Milton, o aniversariante deste 26 de outubro, fez o melhor e mais consistente disco de estreia da música popular brasileira O LP epônimo, de 1967, em que todas as faixas são primorosas, totalmente fora do padrão estético da época.
Os futuros tropicalistas buscavam uma maneira de escapar do beco sem saída em que a MPB se meteu na era dos festivais.
Milton nem se preocupou com o tal beco, nem com a tal da MPB. Foi a linha evolutiva de si mesmo. Ninguém começou a carreira com uma música tão perfeita quanto Travessia, que não tinha a ver com bossa nova, nem com a estética dos festivais. Quem melhor entendeu Bituca foram os maestros e artistas gringos que vieram participar do Festival Internacional da Canção de 67.
Para o maestro Francis Lay, pir exemplo, a melhor música do FIC foi Morro Velho, classificada entre as dez finalistas.
Milton teve um reconhecimento meteórico lá fora. Courage, seu segundo LP, com arranjos de Eumir Deodato, já foi foi gravado nos Estados Unidos. A referência ao reconhecimento dos gringos, porque estes detectaram sua grandeza de imediato, ao contrários dos artistas brasileiros contemporâneos de Milton.

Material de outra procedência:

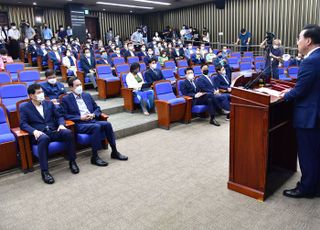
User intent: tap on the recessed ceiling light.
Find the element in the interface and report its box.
[96,2,154,10]
[133,0,171,6]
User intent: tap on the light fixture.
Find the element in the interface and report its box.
[132,0,171,6]
[96,2,154,10]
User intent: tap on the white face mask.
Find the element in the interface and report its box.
[74,85,83,95]
[48,78,57,85]
[186,73,194,81]
[36,93,45,102]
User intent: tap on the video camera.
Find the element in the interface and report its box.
[265,32,276,45]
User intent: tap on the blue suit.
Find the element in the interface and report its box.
[62,93,116,156]
[180,79,219,116]
[145,69,164,83]
[40,81,66,100]
[197,75,230,111]
[284,49,320,194]
[213,74,231,90]
[20,101,76,171]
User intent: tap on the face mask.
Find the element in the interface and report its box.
[101,54,108,59]
[48,78,57,85]
[36,93,45,102]
[74,85,82,95]
[186,73,194,81]
[202,69,209,75]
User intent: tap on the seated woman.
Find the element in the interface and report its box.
[126,62,154,116]
[62,49,77,76]
[158,50,169,66]
[0,48,13,70]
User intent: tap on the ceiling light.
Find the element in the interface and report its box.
[132,0,171,6]
[96,2,154,10]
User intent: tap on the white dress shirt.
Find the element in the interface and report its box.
[73,94,91,116]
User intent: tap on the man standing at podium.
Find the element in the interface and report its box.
[282,25,320,198]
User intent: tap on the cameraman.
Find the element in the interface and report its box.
[260,39,284,79]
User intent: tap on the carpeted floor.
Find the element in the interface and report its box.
[0,120,320,230]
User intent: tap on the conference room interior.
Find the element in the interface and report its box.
[0,0,320,230]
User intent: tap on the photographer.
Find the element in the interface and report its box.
[260,33,284,79]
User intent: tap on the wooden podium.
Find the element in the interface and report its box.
[228,81,297,201]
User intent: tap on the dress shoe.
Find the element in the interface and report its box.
[41,171,54,184]
[69,161,80,174]
[111,151,128,161]
[210,119,220,126]
[283,187,314,198]
[91,156,108,167]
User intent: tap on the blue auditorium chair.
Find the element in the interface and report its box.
[116,64,130,77]
[153,81,189,129]
[239,62,252,71]
[288,66,299,79]
[161,69,176,81]
[176,79,208,121]
[127,56,140,65]
[177,59,189,67]
[112,57,126,66]
[96,65,121,99]
[0,72,12,84]
[0,83,29,128]
[18,70,40,86]
[192,65,202,77]
[5,62,24,82]
[164,60,177,72]
[228,57,240,70]
[0,104,18,172]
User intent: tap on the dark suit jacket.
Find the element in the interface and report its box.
[20,101,65,135]
[284,49,320,129]
[180,79,199,98]
[145,69,164,83]
[213,74,231,90]
[40,81,66,100]
[197,75,217,93]
[61,93,101,123]
[80,55,96,74]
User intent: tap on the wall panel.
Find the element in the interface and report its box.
[142,0,320,47]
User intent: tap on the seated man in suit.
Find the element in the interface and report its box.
[180,68,220,126]
[145,58,164,83]
[80,48,97,89]
[40,69,66,104]
[62,77,128,166]
[124,43,136,61]
[213,65,231,93]
[197,64,230,120]
[143,47,157,65]
[20,84,79,184]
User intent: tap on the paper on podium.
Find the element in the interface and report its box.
[255,87,281,97]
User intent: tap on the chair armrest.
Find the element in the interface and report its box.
[65,120,74,128]
[99,113,109,121]
[11,127,29,138]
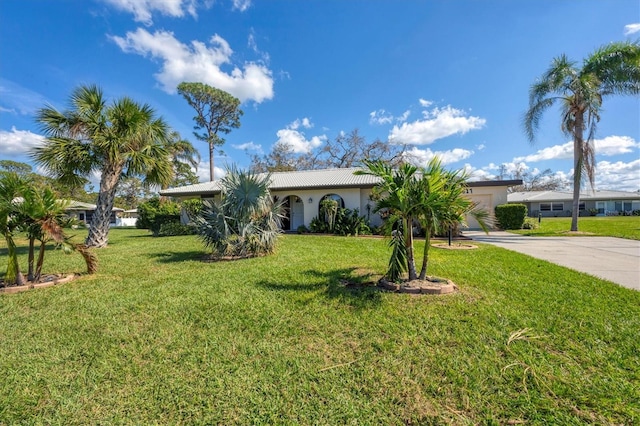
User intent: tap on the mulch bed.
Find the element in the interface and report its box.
[0,274,80,294]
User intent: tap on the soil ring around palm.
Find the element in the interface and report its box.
[431,243,478,250]
[0,274,80,294]
[378,276,458,294]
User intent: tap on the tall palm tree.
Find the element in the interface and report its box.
[524,42,640,231]
[32,85,172,247]
[0,172,28,285]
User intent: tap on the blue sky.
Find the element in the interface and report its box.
[0,0,640,191]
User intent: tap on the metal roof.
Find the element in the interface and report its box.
[160,168,522,197]
[507,190,640,203]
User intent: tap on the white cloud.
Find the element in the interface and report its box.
[396,110,411,123]
[103,0,198,25]
[0,77,47,115]
[403,147,473,166]
[287,117,313,130]
[231,142,262,152]
[276,118,327,154]
[513,136,640,162]
[233,0,251,12]
[389,104,486,145]
[369,109,411,126]
[595,159,640,191]
[624,23,640,35]
[369,109,393,125]
[111,28,273,103]
[0,127,45,155]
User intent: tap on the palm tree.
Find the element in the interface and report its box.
[355,160,418,281]
[524,42,640,231]
[415,157,491,280]
[32,85,172,247]
[0,172,28,285]
[194,167,282,257]
[356,158,489,281]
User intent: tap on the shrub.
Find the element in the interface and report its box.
[309,208,371,235]
[495,204,527,229]
[158,222,196,237]
[136,197,180,237]
[182,198,202,220]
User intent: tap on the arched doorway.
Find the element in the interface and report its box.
[318,194,344,217]
[282,195,304,231]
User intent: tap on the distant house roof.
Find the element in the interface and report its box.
[160,168,522,197]
[66,200,124,212]
[507,190,640,203]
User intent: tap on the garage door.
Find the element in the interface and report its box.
[467,194,493,229]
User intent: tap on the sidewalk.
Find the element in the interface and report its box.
[464,231,640,291]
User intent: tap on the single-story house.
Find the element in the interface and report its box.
[507,190,640,217]
[66,200,124,226]
[160,168,522,230]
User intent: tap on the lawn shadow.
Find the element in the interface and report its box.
[258,268,383,309]
[147,250,207,263]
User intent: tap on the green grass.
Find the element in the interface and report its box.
[509,216,640,240]
[0,230,640,424]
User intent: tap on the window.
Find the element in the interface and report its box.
[540,203,564,212]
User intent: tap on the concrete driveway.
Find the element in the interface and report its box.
[464,231,640,291]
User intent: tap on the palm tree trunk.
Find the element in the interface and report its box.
[209,141,214,182]
[4,234,26,286]
[33,241,47,281]
[85,164,123,248]
[27,237,36,281]
[418,226,431,280]
[404,217,418,281]
[571,113,584,231]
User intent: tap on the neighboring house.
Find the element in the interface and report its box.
[160,168,522,230]
[507,191,640,217]
[115,209,138,226]
[66,200,124,226]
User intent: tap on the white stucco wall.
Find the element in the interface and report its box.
[171,182,507,230]
[467,186,507,229]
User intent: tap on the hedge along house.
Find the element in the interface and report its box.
[160,168,522,231]
[507,191,640,217]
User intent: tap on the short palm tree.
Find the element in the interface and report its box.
[524,42,640,231]
[32,86,173,247]
[17,187,97,282]
[194,167,282,257]
[355,160,418,281]
[356,158,489,281]
[415,157,491,280]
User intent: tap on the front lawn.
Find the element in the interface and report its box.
[0,230,640,424]
[509,216,640,240]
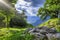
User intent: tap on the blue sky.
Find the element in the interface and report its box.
[15,0,49,26]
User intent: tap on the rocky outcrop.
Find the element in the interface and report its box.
[25,27,60,40]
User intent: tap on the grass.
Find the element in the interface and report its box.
[0,28,34,40]
[38,18,60,32]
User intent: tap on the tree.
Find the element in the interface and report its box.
[38,0,60,19]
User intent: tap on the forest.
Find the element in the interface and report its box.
[0,0,60,40]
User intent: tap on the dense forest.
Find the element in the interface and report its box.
[0,0,60,40]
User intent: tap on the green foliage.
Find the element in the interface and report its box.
[39,18,60,32]
[0,28,34,40]
[38,0,60,19]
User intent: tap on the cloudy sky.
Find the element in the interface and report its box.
[15,0,49,25]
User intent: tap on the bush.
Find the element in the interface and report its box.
[0,28,34,40]
[9,17,27,27]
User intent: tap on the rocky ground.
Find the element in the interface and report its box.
[25,27,60,40]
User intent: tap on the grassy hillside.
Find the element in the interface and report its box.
[39,18,60,32]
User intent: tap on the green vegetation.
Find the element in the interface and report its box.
[0,28,34,40]
[39,18,60,32]
[0,0,60,40]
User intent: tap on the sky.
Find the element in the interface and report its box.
[15,0,49,26]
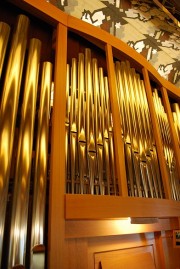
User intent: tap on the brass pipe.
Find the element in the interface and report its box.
[124,62,148,197]
[65,64,71,193]
[0,15,29,263]
[172,103,180,141]
[121,62,143,197]
[85,49,96,194]
[140,80,163,198]
[70,58,77,194]
[9,39,41,268]
[115,62,137,196]
[132,70,155,198]
[104,77,117,195]
[153,89,178,199]
[78,53,87,194]
[0,22,10,78]
[31,62,52,269]
[92,59,105,195]
[99,68,110,195]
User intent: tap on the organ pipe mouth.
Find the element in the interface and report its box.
[130,218,159,224]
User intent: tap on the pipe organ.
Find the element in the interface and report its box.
[0,0,180,269]
[66,48,118,195]
[0,11,52,268]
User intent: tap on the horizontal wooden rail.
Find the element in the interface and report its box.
[65,194,180,220]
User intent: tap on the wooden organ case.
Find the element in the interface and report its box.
[0,0,180,269]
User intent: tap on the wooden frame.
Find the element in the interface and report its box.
[2,0,180,269]
[173,230,180,248]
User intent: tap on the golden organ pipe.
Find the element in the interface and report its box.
[0,15,29,261]
[93,59,105,195]
[70,58,77,193]
[78,53,87,194]
[153,89,179,200]
[115,61,163,198]
[9,39,41,268]
[0,22,10,78]
[31,62,52,268]
[172,103,180,144]
[65,64,70,193]
[121,62,143,197]
[85,49,96,194]
[99,68,110,195]
[104,77,117,195]
[115,62,137,196]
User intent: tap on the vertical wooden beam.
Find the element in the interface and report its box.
[161,87,180,175]
[154,232,166,269]
[48,23,67,269]
[106,44,128,196]
[142,68,171,199]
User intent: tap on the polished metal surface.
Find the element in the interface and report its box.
[0,15,29,262]
[172,103,180,145]
[115,61,163,198]
[9,39,41,268]
[153,89,180,200]
[65,48,118,195]
[31,62,52,269]
[0,22,10,78]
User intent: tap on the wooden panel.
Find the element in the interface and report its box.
[65,239,88,269]
[106,45,128,196]
[65,194,180,220]
[101,252,155,269]
[48,24,67,269]
[161,87,180,175]
[9,0,68,25]
[91,236,158,269]
[143,68,171,199]
[162,231,180,269]
[65,218,179,238]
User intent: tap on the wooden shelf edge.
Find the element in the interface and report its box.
[7,0,180,100]
[65,218,179,239]
[65,194,180,220]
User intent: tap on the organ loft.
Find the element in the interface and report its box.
[0,0,180,269]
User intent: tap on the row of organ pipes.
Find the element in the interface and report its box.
[65,48,180,200]
[0,11,180,269]
[65,48,118,195]
[0,15,52,269]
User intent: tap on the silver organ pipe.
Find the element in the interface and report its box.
[9,39,41,268]
[65,48,118,195]
[0,15,53,268]
[0,15,29,266]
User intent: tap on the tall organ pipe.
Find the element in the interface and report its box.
[9,39,41,268]
[0,22,10,78]
[31,62,52,262]
[0,15,29,263]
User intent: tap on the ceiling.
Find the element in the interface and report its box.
[154,0,180,22]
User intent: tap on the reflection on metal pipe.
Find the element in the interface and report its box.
[0,15,29,262]
[85,49,96,194]
[0,22,10,78]
[172,103,180,145]
[115,61,163,198]
[65,48,118,195]
[31,62,52,269]
[9,39,41,268]
[70,58,77,193]
[153,89,180,200]
[78,53,87,194]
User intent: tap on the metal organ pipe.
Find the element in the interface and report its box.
[0,15,29,266]
[31,62,52,268]
[9,39,41,268]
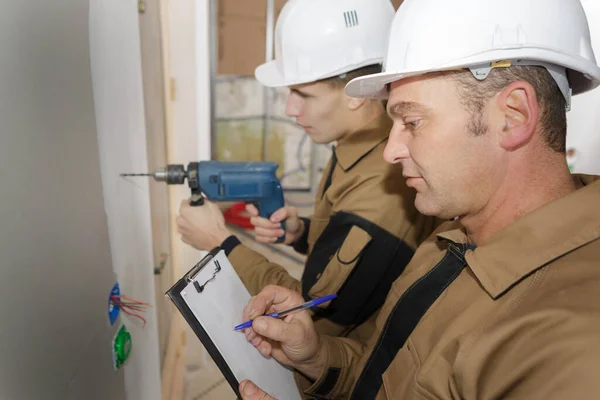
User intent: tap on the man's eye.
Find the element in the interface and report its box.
[404,119,421,131]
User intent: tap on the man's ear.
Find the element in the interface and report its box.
[346,96,367,111]
[498,81,540,150]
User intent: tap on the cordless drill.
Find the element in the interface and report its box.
[121,161,285,242]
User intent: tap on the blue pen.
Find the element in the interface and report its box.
[233,294,337,331]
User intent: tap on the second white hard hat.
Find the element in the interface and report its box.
[255,0,395,87]
[346,0,600,101]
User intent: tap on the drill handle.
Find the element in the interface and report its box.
[254,193,285,243]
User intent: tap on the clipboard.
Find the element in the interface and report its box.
[166,247,301,400]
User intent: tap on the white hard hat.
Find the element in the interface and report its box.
[255,0,394,87]
[346,0,600,108]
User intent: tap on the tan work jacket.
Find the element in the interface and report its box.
[228,115,436,340]
[306,177,600,400]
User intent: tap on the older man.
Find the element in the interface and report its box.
[241,0,600,400]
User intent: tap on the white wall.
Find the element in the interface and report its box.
[90,0,161,400]
[567,0,600,175]
[167,0,211,279]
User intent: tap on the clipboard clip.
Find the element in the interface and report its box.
[183,247,221,293]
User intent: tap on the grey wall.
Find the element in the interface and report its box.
[0,0,125,400]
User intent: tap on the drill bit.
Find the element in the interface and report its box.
[120,173,154,176]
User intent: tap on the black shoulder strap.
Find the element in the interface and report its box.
[350,243,474,399]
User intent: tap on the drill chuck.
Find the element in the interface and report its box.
[153,164,187,185]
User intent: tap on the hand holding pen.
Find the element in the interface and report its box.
[242,285,324,377]
[233,294,337,331]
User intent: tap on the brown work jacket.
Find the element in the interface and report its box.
[305,178,600,400]
[228,115,436,340]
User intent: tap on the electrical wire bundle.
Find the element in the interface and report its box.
[110,294,152,328]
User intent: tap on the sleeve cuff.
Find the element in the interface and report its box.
[292,218,310,254]
[221,235,242,256]
[304,336,348,399]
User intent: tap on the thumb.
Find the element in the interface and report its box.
[271,207,288,222]
[246,204,258,217]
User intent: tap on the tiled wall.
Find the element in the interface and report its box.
[213,76,331,191]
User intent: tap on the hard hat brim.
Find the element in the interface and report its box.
[254,60,312,88]
[345,49,600,99]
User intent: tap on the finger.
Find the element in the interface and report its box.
[253,285,304,317]
[246,204,258,217]
[255,236,277,244]
[252,311,305,345]
[239,380,275,400]
[242,296,256,321]
[254,227,285,238]
[250,217,281,229]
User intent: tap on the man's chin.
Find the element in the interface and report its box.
[415,192,443,218]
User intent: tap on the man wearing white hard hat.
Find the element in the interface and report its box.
[178,0,436,340]
[240,0,600,400]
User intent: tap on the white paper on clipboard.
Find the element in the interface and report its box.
[181,250,301,400]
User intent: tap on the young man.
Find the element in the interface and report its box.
[240,0,600,400]
[178,0,435,340]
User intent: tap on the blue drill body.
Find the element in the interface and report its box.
[152,161,285,242]
[193,161,284,219]
[121,161,285,242]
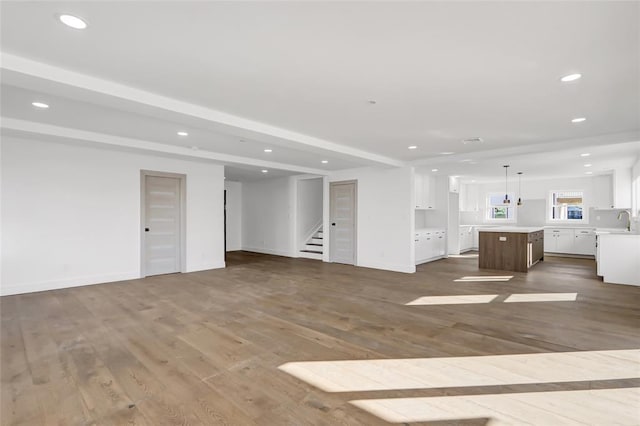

Às exceções foram Elis Regina e Agostinho dos Santos (que vinha de uma geração anterior), este responsável pela inscrição de três músicas de Milton, Tres Pontas (com Ronaldo Bastos), Travessia (com Fernando Brant) e Morro Velho no FIC.
Se fizesse apenas este álbum e abandonasse carreira, aInda assim Milton Nascimento seria um dos mais importantes autores da história da música popular brasileira.